Menonjol bola basket tengah berkomitmen untuk pantai
Diterbitkan 18:00 Sabtu, 26 Juli 2025
- Foto dikirim | Lulusan SMA Central Iyanis Wallace berkomitmen untuk bermain basket di Coastal Alabama Community College.
Oleh Zarria McCall
Pemain bola basket sekolah menengah tengah Iyanis Wallace telah berkomitmen untuk Coastal Alabama Community College di Bay Minette. Keputusan itu dibuat di bawah bimbingan pelatihnya, Brain Coleman dan Julian Little.
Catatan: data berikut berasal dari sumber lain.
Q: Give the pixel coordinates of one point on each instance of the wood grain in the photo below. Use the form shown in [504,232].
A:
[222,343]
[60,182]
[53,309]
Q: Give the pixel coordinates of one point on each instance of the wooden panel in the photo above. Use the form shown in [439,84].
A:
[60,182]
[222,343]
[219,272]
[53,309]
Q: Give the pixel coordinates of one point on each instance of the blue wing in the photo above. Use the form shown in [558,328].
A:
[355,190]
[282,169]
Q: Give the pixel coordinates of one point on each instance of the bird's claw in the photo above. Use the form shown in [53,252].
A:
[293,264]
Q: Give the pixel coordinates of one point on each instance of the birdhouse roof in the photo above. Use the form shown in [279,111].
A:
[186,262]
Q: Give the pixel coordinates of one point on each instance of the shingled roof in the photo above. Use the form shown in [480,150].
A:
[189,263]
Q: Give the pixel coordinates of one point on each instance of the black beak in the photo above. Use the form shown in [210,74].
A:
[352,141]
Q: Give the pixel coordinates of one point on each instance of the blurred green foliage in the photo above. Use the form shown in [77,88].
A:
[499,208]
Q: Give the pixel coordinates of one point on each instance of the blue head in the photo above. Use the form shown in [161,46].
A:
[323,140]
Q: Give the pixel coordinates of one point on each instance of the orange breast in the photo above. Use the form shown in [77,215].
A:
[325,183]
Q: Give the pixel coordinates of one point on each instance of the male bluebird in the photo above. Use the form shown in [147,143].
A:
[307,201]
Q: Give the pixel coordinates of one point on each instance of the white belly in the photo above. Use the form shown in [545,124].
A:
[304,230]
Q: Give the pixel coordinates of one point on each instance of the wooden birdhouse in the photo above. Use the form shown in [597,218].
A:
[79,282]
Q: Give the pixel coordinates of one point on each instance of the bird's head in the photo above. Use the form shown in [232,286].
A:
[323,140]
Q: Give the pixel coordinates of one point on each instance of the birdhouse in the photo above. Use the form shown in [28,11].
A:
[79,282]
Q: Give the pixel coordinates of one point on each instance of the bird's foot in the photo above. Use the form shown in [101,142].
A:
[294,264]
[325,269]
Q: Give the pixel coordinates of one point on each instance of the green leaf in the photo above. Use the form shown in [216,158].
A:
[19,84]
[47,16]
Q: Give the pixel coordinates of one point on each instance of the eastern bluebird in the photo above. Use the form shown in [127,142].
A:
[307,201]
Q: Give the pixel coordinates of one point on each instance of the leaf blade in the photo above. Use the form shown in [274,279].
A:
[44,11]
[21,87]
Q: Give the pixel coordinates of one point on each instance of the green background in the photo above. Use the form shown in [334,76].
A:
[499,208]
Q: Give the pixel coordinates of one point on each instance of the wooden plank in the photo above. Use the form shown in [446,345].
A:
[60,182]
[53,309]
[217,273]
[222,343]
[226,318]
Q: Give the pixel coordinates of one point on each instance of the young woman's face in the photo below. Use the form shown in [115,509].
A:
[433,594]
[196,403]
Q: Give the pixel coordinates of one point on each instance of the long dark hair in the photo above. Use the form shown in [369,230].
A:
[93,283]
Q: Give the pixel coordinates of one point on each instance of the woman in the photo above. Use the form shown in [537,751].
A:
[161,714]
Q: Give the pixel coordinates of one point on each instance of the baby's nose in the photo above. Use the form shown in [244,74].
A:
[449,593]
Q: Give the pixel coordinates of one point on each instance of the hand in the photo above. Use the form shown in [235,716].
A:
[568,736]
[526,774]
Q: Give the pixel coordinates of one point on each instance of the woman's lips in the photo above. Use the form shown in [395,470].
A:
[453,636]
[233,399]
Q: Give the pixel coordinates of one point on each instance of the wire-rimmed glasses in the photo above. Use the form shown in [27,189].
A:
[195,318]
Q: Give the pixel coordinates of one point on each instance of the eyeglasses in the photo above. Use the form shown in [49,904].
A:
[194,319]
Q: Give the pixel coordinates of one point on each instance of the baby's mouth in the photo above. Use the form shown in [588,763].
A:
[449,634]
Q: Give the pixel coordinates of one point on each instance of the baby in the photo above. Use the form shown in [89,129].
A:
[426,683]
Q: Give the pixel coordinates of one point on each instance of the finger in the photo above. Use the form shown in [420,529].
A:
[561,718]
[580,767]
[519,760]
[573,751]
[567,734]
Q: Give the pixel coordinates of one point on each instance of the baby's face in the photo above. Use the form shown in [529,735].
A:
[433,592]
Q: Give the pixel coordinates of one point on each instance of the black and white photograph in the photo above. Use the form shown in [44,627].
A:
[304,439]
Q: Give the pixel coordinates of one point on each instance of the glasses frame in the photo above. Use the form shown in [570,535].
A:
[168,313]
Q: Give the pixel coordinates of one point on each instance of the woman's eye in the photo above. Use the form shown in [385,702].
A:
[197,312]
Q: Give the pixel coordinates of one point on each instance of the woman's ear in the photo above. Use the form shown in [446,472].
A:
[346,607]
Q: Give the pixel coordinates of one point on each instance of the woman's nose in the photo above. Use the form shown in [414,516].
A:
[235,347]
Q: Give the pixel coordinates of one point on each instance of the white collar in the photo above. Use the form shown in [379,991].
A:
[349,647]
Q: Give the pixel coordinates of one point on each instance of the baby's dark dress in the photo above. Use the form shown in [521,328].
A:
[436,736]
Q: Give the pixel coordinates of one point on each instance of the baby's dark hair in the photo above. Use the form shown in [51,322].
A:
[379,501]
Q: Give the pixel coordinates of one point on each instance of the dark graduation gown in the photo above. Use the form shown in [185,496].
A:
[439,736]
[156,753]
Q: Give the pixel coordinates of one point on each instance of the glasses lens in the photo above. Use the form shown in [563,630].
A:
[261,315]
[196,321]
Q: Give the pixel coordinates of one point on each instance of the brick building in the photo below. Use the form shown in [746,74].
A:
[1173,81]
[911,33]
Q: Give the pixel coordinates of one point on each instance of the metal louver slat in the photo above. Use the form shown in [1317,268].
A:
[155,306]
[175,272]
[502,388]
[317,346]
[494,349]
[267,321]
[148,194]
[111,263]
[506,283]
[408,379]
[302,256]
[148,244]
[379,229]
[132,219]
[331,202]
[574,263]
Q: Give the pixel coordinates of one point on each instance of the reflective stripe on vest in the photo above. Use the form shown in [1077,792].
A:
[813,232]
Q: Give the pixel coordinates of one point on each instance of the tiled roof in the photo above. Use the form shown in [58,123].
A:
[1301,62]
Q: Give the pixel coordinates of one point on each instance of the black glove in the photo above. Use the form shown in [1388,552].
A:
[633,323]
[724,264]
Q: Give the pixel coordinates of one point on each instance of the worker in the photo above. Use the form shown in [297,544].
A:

Selama proses seleksi perguruan tinggi, pelatih melayani sebagai mentor untuk Wallace, memberikan kata -kata nasihat dan dorongan.
“Saya menjalani proses yang sama ketika saya bermain sepak bola sekolah menengah,” kata Little, pelatih kepala sepak bola sekolah menengah tengah. “Saya hanya memberi mereka informasi tentang hal -hal yang saya harap saya tahu [or] ada seseorang untuk memberitahuku. Saya selalu memberitahunya [to] pergi kemana [you’re] dirayakan, bukan di mana [you’re] ditoleransi. Menikmati [yourself] dan pergi [to a place that] paling cocok untuk kepribadian Anda, di mana pun itu. ”
Wallaceiyanis menegaskan bahwa pelatihnya membantunya mengambil keputusan, menawarkan dengan dukungan konstan dan keyakinan abadi pada dirinya dan masa depannya.
“Mereka selalu memperlakukan saya seperti seorang putra,” kata Wallace. “Ketika saya sedang mencari pelatih dan tempat untuk pergi, saya selalu [looked] untuk pelatih itu [will] Perlakukan saya seperti saya adalah salah satu dari anak -anaknya. ”
Wallace mengatakan dia memiliki kriteria ketat untuk kuliah impiannya. Mengambil nasihat mentornya, dia mengatakan penting bagi dia merasa disambut dan memiliki kemampuan untuk bermain basket bersamaan dengan mendapatkan pelatihan untuk berkarir di bidang pengelasan.
Selain itu, Wallace ingin jauh dari kota kelahirannya dan tinggal di kampus sehingga ia dapat sepenuhnya membenamkan dirinya dalam pengalaman kuliah.
“[The] Hal pertama adalah mampu, tentu saja, bermain basket, “kata Wallace.”[The] Hal kedua adalah bisa bergerak sedikit lebih jauh dari rumah. Saya selalu ingin pengalaman kuliah … untuk tinggal di kampus dan bermain basket.
“Saya ingin melakukan pengelasan. Jika saya bisa melakukan pengelasan dan bermain bola basket yang akan baik -baik saja. Saya pikir perguruan tinggi yang saya komit adalah perguruan tinggi yang tepat [ because] Saya bisa bermain basket dan banyak [ colleges] tidak memberi saya pilihan itu. “
Pesisir Alabama memeriksa semua kotak dalam daftarnya. Pelatih, yang berteman dengan ayahnya, memeluk Wallace dan bakatnya sepenuhnya, membuatnya merasa aman dalam keputusannya.
“Ketika saya bertemu pelatih, dia menyambut saya dengan tangan terbuka,” kata Wallace. “Juga, dia [close to] Ayah saya ketika saya masih muda. Itu baru saja datang [around] dalam satu lingkaran besar. “
Sambil mengejar gelar rekannya dalam pengelasan. Wallace berharap untuk terus bermain basket kompetitif.
“Kita akan lihat kapan sampai pada itu, tapi sekarang hanya mengelas dan bola basket,” kata Wallace.
Siswa-atlet mengatakan dia yakin tentang kemampuannya untuk mencapai tujuannya. Dia berharap untuk mendapatkan pengakuan dari perguruan tinggi bergengsi dan untuk sepenuhnya mewujudkan mimpinya bermain basket di NBA
Little mengatakan dia percaya bahwa Wallace akan mendorong Coastal Alabama Community College ke ketinggian baru dengan etos kerjanya dan sifatnya yang teliti.
“Saya pikir dalam skema besar hal [with] Betapa kerasnya dia bekerja, bagaimana dia memperhatikan detail, bahwa dia dapat membantu sekolah mereka bersaing di tingkat yang lebih tinggi, “kata Little.” Saya pikir hal -hal yang dia bawa ke permainan bukanlah hal -hal yang bisa Anda ukur dengan tongkat. “
Sedikit juga yakin bahwa Iyanis akan mencapai semua yang dia rencanakan.
“Saya pikir dia memiliki potensi untuk mencapai apa pun yang diinginkan hatinya,” kata Little.